Hoover did support some programs to combat the Depression. In 1932, he signed a bill creating the Reconstruction Finance Corporation (RFC). This federal agency loaned money to businesses and to local governments to provide jobs or relief. But Hoover's conservative philosophy led him to distrust too much government intervention in the nation's economy. He worried that government programs that aided citizens directly would undercut Americans' self-reliance. As a result, he sometimes seemed uncaring to many Americans, who desperately wanted their government to do something to combat growing unemployment and poverty. In 1932, when the Depression was at its worst and one in four workers was unemployed, the president declared that "no one has starved."

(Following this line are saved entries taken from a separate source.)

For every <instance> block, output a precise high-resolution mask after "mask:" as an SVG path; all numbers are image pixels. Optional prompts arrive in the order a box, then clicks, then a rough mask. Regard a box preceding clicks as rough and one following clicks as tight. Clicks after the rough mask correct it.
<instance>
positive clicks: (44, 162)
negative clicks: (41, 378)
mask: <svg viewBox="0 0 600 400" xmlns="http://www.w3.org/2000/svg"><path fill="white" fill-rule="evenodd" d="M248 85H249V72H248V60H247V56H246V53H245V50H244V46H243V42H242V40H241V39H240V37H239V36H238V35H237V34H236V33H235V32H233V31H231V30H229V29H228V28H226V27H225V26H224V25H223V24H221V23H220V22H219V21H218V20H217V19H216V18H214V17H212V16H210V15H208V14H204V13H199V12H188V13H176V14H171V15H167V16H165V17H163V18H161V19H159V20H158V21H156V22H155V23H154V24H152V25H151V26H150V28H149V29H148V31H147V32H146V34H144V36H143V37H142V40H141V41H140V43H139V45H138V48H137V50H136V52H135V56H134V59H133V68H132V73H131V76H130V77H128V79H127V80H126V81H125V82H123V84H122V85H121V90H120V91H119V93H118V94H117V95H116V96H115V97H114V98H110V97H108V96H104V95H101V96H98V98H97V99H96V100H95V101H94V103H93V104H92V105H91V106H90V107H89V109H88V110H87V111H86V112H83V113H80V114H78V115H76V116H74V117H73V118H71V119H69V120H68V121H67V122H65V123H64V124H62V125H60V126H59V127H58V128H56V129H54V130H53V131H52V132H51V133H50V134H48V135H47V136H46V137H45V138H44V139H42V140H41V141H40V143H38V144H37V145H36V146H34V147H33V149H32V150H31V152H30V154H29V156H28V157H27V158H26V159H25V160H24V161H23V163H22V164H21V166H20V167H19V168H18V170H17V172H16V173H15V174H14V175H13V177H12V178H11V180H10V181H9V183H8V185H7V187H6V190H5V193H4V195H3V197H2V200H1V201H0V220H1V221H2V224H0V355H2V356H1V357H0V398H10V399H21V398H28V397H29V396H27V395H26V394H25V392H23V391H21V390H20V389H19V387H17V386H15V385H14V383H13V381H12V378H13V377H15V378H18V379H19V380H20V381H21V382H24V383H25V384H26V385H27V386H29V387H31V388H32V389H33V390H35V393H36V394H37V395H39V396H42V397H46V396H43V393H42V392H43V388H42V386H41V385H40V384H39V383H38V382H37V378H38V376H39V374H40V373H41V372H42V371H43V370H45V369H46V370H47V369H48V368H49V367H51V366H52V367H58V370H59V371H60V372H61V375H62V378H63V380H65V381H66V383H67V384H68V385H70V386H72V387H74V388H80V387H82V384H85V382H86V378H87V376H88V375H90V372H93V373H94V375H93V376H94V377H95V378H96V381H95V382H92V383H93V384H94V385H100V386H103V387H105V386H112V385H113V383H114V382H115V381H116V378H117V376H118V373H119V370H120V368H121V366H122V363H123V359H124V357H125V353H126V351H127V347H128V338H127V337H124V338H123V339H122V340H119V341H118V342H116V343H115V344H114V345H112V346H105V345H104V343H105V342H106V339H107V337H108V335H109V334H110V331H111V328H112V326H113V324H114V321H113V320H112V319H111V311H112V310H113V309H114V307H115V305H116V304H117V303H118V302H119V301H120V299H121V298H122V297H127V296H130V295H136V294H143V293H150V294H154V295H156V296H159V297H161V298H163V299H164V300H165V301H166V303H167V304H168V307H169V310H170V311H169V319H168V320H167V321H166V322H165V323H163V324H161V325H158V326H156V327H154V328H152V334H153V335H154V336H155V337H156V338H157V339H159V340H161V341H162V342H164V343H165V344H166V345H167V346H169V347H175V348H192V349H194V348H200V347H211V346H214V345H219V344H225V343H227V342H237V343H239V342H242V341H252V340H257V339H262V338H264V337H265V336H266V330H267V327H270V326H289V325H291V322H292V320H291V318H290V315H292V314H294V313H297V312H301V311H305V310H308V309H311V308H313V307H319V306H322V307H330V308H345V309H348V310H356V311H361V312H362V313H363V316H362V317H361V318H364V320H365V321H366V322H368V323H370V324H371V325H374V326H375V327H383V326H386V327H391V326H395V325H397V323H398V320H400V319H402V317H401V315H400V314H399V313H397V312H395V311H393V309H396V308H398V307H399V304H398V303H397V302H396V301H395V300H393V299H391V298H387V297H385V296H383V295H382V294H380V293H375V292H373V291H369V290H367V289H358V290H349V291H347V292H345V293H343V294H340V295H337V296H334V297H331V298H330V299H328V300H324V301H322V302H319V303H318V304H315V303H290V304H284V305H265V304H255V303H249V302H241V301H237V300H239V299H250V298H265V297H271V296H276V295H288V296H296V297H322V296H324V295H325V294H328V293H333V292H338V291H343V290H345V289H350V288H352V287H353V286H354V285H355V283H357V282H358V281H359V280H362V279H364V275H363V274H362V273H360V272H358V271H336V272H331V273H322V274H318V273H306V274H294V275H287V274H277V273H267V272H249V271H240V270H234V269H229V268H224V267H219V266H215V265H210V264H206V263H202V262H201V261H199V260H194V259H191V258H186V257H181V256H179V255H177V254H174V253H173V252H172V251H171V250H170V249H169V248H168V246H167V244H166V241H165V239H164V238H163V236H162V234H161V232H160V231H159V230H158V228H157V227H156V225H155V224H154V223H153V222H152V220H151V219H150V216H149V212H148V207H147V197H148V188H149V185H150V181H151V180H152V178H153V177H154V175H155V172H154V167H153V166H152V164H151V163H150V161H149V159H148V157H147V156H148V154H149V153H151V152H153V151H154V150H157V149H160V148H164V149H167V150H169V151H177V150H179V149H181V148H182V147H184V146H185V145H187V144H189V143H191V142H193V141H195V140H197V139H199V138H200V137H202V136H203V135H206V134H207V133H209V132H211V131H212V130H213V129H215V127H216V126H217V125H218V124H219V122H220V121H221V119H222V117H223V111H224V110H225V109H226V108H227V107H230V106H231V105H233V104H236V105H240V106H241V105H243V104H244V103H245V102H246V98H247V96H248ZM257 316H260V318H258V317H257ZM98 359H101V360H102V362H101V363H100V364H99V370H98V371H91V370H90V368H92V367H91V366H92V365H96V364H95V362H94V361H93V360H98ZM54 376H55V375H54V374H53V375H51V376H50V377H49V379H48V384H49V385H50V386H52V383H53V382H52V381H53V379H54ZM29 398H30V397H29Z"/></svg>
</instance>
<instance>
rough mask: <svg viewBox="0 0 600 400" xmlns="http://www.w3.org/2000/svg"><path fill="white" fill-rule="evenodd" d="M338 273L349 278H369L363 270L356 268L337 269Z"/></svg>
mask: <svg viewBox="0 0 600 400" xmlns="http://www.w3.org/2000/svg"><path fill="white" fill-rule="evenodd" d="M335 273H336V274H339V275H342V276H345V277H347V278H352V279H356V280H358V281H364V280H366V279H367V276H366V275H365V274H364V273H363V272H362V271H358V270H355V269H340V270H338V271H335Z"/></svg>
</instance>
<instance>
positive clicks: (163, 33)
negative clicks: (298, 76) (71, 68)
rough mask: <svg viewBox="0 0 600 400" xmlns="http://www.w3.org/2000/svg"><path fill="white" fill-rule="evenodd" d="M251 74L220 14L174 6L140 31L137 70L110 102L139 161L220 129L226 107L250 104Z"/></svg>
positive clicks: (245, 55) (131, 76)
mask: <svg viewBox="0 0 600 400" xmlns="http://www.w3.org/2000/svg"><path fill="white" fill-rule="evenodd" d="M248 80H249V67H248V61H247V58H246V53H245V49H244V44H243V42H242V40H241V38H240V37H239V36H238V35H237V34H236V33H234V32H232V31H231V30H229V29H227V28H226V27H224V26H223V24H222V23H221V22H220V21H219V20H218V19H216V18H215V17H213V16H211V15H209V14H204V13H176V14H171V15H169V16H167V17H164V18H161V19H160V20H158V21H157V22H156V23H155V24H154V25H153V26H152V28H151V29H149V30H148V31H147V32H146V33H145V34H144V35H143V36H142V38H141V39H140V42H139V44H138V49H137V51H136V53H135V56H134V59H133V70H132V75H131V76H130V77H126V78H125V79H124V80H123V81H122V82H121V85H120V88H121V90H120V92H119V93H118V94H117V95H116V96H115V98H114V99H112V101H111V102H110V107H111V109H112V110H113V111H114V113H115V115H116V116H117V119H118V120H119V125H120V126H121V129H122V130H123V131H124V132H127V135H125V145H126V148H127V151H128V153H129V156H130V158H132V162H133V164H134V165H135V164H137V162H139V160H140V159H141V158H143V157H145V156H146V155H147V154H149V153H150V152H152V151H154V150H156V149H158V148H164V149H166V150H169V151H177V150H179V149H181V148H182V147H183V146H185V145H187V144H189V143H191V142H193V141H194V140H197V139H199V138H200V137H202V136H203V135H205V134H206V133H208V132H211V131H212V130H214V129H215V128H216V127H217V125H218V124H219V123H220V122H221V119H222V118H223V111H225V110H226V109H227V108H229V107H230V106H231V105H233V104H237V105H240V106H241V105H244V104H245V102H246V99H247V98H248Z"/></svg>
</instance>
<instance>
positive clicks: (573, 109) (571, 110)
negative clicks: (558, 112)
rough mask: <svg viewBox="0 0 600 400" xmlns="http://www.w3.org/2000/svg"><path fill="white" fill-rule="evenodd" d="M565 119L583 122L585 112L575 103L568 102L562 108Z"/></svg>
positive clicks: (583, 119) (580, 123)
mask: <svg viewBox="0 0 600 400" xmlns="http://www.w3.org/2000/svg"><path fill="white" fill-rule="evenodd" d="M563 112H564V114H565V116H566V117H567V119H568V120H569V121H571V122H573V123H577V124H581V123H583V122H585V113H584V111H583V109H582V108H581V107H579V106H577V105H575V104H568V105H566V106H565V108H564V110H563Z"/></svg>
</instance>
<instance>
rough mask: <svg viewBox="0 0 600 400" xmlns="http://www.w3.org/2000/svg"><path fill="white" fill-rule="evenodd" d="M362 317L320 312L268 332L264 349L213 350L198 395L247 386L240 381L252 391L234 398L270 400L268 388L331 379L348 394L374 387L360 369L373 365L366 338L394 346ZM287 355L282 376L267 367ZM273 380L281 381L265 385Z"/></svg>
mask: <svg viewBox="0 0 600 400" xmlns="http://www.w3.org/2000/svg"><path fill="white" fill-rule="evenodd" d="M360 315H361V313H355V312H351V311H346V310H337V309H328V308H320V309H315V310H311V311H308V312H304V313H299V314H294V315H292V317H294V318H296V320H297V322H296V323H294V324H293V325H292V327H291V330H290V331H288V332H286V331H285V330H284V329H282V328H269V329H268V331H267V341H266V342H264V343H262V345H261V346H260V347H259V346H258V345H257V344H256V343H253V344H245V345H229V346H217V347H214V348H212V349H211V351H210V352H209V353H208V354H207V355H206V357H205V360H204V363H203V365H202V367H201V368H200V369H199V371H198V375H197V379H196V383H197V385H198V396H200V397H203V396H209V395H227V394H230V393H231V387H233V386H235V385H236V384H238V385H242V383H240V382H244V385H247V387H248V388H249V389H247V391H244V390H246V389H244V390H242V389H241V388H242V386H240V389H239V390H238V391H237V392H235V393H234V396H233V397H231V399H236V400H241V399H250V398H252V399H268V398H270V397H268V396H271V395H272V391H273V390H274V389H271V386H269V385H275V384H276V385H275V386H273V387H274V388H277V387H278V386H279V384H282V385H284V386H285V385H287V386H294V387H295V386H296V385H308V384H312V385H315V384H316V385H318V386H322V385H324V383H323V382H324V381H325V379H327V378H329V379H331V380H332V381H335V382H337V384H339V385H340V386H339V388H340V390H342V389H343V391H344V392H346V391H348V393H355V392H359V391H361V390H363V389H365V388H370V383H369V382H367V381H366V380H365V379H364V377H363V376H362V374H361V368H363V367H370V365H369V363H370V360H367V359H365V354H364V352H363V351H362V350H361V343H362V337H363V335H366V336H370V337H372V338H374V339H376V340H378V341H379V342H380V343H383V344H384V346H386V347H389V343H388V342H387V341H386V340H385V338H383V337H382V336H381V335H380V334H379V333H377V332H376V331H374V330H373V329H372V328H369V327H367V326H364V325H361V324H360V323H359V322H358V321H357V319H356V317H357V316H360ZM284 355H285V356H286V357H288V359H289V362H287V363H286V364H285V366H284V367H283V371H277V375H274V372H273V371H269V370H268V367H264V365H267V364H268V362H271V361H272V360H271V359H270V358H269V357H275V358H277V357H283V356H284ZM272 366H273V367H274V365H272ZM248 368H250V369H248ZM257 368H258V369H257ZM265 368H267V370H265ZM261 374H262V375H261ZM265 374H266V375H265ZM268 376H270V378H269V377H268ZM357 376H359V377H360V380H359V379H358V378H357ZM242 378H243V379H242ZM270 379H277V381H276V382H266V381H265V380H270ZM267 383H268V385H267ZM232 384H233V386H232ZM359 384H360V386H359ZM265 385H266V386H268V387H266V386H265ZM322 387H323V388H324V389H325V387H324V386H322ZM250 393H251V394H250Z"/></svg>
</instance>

Because Americans were angered and worried by the Depression, Hoover became widely unpopular. Americans began calling the shantytowns and hobo camps where homeless people lived Hoovervilles. The most forceful protest of the president's reluctance to aid poor Americans occurred in June 1932, when a group of 20,000 World War I veterans, known as the Bonus Army, marched to Washington, DC, to demand that the government pay them their bonus for serving in the war. The government had approved paying a bonus to the veterans in 1924, but it was not due to be paid until 1945. Because of the Depression, the veterans were seeking to receive their bonuses more than a decade early. In July, Hoover ordered police and the U.S. Army to remove the veterans' camp from the Mall in Washington. Battles between veterans, police, and the U.S. Army in the nation's capital further increased many Americans' dislike for Hoover and added to their fears that the nation was on the brink of chaos.